For $X=\mathbb{G}_{m,k}$, if $k$ is algebraically closed (which I assume it is), every finite etale cover is of the form $\mathbb{G}_{m,k}\xrightarrow{x\mapsto x^n}\mathbb{G}_{m,k}$, and so $\pi_1^\mathrm{fet}(\mathbf{G}_{m,k},\overline{x})\cong\widehat{\mathbb{Z}}$. And, thus putting everything together we see that the pro-etale local systems $\mathcal{F}$ on $\mathbf{G}_{m,k}$ are precisely the sheaves of the form

$$\mathcal{F}=h_{X'},\qquad X'=\bigsqcup_{i\in I}X'_{n_i},\qquad (X'_{n_i}\to \mathbb{G}_{m,k})=(\mathbb{G}_{m,k}\xrightarrow{x\mapsto x^{n_i}}\mathbb{G}_{m,k}),$$

and that such data is classified precisely by discrete sets with a continuous action of $\widehat{\mathbb{Z}}$.

Exercise: decide which of these local systems is actually etale locally/Zariski locally trivial.

EDIT: Apparently you really did want $\mathbb{G}_{m,\mathbb{Z}}$. Since this scheme is also normal, we need only calculate its finite Galois covers.

Claim: Every connected finite cover $X\to\mathbb{G}_{m,\mathbb{Z}}$ is trivial.

Proof: I claim first that$ X_{\overline{\mathbb{Z}}}$ satisfies this is a disjoint union of copies of $\mathbb{G}_{m,\overline{\mathbb{Z}}}$, where $\overline{\mathbb{Z}}$ is the integral closure of $\mathbb{Z}$ in $\overline{\mathbb{Q}}$.

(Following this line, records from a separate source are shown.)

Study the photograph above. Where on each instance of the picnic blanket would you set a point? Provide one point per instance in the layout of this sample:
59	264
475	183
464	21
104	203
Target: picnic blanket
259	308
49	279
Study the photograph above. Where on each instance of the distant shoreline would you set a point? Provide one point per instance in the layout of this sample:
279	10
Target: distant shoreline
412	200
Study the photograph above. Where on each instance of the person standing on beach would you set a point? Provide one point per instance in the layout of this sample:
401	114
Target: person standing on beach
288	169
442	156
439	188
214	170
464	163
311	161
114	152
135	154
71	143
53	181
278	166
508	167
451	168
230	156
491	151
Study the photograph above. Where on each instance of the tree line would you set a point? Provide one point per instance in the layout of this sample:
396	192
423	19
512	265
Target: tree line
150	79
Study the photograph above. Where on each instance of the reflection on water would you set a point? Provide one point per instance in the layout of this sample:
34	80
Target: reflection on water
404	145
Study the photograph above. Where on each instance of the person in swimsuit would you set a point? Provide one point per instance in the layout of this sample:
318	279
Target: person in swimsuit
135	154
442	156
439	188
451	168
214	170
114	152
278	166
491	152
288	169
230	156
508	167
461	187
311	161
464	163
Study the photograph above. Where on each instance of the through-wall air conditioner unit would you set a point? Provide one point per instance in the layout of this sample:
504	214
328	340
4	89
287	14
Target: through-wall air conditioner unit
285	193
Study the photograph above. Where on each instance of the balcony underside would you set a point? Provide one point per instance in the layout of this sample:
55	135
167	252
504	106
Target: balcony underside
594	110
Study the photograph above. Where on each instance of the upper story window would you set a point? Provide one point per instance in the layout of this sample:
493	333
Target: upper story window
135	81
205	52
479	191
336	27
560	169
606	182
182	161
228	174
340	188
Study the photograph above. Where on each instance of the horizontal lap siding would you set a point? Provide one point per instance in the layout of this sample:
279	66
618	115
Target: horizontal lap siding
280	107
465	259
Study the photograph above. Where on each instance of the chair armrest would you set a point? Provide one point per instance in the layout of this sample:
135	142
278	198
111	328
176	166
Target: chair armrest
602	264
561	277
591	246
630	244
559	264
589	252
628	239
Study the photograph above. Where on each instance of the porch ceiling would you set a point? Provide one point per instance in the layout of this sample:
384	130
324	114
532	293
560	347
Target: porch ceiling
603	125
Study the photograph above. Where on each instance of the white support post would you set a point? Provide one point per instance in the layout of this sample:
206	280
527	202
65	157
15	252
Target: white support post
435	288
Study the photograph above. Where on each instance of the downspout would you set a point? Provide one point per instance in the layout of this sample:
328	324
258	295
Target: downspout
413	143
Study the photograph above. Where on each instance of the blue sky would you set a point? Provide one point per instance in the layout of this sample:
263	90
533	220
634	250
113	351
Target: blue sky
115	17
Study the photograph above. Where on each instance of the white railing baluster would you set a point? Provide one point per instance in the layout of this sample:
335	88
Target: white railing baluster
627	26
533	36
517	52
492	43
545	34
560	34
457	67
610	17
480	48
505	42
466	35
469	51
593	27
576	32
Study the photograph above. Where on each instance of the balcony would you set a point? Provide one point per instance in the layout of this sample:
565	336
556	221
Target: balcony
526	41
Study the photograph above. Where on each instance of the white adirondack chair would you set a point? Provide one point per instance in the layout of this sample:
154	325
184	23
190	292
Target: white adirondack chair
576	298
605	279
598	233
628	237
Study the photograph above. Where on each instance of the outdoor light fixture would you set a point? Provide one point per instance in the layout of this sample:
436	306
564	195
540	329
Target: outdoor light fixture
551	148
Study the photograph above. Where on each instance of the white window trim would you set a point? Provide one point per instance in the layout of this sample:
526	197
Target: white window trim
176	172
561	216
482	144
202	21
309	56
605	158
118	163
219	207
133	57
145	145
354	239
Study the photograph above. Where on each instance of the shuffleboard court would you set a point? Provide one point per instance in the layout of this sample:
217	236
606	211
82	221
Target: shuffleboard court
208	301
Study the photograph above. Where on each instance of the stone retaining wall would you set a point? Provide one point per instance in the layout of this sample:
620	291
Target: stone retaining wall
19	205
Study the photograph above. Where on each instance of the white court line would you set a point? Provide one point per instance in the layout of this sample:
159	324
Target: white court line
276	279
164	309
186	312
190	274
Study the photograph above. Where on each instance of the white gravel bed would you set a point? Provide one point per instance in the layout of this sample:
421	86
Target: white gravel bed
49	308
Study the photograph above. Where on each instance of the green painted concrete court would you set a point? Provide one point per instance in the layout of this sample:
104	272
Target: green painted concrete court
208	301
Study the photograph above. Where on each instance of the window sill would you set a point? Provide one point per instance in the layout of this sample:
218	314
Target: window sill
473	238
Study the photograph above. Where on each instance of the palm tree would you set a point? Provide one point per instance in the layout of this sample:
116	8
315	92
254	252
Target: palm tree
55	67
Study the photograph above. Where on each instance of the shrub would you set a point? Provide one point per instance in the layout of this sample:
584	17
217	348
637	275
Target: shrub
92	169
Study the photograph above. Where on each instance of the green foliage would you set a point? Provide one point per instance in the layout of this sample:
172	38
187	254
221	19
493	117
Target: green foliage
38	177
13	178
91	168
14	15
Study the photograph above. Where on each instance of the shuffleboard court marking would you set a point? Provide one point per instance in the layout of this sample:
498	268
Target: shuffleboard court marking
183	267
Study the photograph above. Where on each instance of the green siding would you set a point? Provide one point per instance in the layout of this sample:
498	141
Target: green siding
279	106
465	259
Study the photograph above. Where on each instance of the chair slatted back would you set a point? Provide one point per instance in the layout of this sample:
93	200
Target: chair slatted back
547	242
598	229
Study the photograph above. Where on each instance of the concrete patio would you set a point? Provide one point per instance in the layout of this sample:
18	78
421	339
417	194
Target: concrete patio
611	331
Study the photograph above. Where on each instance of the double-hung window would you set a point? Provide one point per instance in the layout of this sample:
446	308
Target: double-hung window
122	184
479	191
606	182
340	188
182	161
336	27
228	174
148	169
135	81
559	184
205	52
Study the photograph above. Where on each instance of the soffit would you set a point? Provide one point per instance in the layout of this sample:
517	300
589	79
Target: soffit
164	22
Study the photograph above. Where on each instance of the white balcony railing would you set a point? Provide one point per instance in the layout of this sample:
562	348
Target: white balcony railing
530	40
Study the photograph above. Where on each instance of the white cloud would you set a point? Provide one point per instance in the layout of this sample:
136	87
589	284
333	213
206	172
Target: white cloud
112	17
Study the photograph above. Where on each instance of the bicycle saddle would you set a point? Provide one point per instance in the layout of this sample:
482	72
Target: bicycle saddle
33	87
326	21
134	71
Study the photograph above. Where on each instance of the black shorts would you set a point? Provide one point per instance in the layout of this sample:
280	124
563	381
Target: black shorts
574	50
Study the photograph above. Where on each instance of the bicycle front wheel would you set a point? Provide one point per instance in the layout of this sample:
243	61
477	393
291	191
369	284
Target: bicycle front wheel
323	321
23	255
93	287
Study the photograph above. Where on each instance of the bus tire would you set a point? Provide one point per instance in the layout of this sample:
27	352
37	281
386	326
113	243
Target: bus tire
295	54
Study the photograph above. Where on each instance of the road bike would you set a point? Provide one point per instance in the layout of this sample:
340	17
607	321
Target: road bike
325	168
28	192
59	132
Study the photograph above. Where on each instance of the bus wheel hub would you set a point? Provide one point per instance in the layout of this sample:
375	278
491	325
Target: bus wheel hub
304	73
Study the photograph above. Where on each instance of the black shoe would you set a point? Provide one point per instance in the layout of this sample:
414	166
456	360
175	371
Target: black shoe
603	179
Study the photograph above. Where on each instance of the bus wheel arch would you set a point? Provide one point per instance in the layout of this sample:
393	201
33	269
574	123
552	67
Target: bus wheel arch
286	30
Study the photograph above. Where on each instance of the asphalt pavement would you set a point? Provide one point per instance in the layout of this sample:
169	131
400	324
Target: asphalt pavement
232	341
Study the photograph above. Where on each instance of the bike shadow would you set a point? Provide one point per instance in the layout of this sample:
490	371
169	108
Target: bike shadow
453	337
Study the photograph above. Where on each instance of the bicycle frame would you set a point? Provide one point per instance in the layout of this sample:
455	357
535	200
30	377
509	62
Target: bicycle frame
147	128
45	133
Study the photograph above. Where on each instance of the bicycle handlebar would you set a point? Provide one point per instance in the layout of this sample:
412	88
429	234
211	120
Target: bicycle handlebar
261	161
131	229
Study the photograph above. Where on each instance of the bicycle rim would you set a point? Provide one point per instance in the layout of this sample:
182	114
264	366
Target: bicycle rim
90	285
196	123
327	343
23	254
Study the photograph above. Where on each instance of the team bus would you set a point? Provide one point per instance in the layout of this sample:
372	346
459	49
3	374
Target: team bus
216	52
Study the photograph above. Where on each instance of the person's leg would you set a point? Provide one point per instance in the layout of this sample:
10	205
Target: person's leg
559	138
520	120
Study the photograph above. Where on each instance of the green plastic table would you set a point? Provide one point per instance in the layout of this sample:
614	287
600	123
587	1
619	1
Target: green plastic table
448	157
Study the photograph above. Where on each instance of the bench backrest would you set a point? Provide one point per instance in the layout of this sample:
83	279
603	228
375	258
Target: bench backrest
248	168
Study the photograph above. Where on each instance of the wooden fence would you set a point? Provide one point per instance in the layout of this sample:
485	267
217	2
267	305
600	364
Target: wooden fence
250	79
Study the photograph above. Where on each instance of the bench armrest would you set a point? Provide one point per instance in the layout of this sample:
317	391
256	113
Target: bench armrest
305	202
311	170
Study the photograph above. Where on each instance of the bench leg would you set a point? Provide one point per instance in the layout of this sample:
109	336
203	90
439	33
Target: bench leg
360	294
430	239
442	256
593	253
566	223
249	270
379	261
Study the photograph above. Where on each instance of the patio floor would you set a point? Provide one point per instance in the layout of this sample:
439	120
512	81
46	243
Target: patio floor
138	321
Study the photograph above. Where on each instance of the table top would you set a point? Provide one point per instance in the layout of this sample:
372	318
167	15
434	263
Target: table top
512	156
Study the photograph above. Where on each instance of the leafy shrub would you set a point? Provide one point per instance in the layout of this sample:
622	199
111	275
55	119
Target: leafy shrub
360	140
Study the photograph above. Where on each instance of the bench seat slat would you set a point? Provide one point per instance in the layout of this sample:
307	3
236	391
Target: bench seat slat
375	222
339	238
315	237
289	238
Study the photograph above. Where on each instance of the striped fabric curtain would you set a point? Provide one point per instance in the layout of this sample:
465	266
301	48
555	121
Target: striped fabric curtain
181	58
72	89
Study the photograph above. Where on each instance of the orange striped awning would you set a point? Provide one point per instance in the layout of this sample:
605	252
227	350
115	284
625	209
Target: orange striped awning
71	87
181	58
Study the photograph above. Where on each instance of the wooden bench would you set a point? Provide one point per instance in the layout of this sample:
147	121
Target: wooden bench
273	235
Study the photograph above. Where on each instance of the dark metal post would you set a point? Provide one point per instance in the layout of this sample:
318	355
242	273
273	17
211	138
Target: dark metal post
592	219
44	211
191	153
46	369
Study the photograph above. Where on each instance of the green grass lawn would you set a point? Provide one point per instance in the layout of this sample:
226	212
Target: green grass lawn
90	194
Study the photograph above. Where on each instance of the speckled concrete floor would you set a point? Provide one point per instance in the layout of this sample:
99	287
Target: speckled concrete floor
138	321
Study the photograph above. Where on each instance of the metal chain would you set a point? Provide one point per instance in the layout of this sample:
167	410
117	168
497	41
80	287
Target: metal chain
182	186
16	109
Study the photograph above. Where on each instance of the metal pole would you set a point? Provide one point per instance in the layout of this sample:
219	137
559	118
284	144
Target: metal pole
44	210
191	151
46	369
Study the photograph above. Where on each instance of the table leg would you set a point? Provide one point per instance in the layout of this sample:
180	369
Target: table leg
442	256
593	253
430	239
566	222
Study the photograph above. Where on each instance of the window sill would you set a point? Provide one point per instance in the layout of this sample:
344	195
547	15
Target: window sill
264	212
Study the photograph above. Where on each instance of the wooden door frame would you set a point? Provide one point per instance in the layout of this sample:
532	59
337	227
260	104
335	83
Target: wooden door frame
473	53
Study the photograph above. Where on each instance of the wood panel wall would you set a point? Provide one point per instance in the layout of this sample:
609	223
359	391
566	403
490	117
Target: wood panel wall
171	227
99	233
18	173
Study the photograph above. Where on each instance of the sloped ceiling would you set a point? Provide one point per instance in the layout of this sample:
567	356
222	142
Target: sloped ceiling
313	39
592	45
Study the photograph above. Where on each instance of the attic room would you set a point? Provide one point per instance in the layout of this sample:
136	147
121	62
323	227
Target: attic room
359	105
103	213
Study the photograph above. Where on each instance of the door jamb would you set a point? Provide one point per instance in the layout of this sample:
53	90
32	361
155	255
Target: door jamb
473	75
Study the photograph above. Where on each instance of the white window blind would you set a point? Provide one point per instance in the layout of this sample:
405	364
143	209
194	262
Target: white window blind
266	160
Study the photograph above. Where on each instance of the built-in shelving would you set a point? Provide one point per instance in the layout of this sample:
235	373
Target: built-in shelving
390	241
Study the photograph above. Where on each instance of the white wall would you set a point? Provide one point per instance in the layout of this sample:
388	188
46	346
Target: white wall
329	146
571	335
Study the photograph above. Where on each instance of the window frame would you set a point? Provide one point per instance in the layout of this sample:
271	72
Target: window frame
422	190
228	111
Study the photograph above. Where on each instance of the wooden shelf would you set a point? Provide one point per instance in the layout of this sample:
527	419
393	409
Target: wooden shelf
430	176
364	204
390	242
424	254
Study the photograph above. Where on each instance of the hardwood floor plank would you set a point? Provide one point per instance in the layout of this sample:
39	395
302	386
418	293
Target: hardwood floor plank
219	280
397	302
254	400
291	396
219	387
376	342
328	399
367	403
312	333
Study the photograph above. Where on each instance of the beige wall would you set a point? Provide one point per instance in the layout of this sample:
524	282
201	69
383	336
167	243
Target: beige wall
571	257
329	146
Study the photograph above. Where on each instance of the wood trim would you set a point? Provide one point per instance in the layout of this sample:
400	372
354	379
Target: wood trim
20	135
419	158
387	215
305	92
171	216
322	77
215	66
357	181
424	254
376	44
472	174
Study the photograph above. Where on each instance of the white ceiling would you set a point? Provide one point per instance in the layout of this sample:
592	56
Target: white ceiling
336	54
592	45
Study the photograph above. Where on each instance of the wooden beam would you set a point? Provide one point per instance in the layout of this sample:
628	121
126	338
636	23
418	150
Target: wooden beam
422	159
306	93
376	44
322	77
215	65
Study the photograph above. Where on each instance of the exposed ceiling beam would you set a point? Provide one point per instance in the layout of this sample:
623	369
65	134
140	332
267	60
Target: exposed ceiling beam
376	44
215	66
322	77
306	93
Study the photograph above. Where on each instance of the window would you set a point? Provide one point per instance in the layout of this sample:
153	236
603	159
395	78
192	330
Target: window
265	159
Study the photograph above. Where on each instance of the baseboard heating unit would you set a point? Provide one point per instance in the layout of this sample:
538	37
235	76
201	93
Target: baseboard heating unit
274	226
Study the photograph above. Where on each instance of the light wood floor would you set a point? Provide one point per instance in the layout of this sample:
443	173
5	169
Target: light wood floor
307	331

To see this note that working connected component by connected component, it suffices to assume that $X_{\overline{\mathbb{Z}}}$ is connected. Note that since $\overline{\mathbb{Z}}$ is normal, we have that $X$ is the normalization of $\mathbb{G}_{m,\overline{\mathbb{Z}}}$ in the finite etale cover $X_{\overline{\mathbb{Q}}}\to \mathbb{G}_{m,\overline{\mathbb{Q}}}$. By what we said above $X_{\overline{\mathbb{Q}}}\to\mathbb{G}_{m,\overline{\mathbb{Q}}}$ is isomorphic to $\mathbb{G}_{m,\overline{\mathbb{Q}}}\xrightarrow{x\mapsto x^n}\mathbb{G}_{m,\overline{\mathbb{Q}}}$ for some $n$. I leave it to you to verify that the normalization of $\mathbb{G}_{m,\overline{\mathbb{Z}}}$ in this is the map $\mathbb{G}_{m,\overline{\mathbb{Z}}}\xrightarrow{x\mapsto x^n}\mathbb{G}_{m,\overline{\mathbb{Z}}}$ for some $n\geqslant 1$. Since this map is assumed to be etale, thinking about what happens mod $p$ we deduce that $p\nmid n$ (since $d(x^n)=nx^{n-1}=0\mod p$ if $p\mid n$). Since $p$ was arbitrary we deduce that $n=1$ as desired.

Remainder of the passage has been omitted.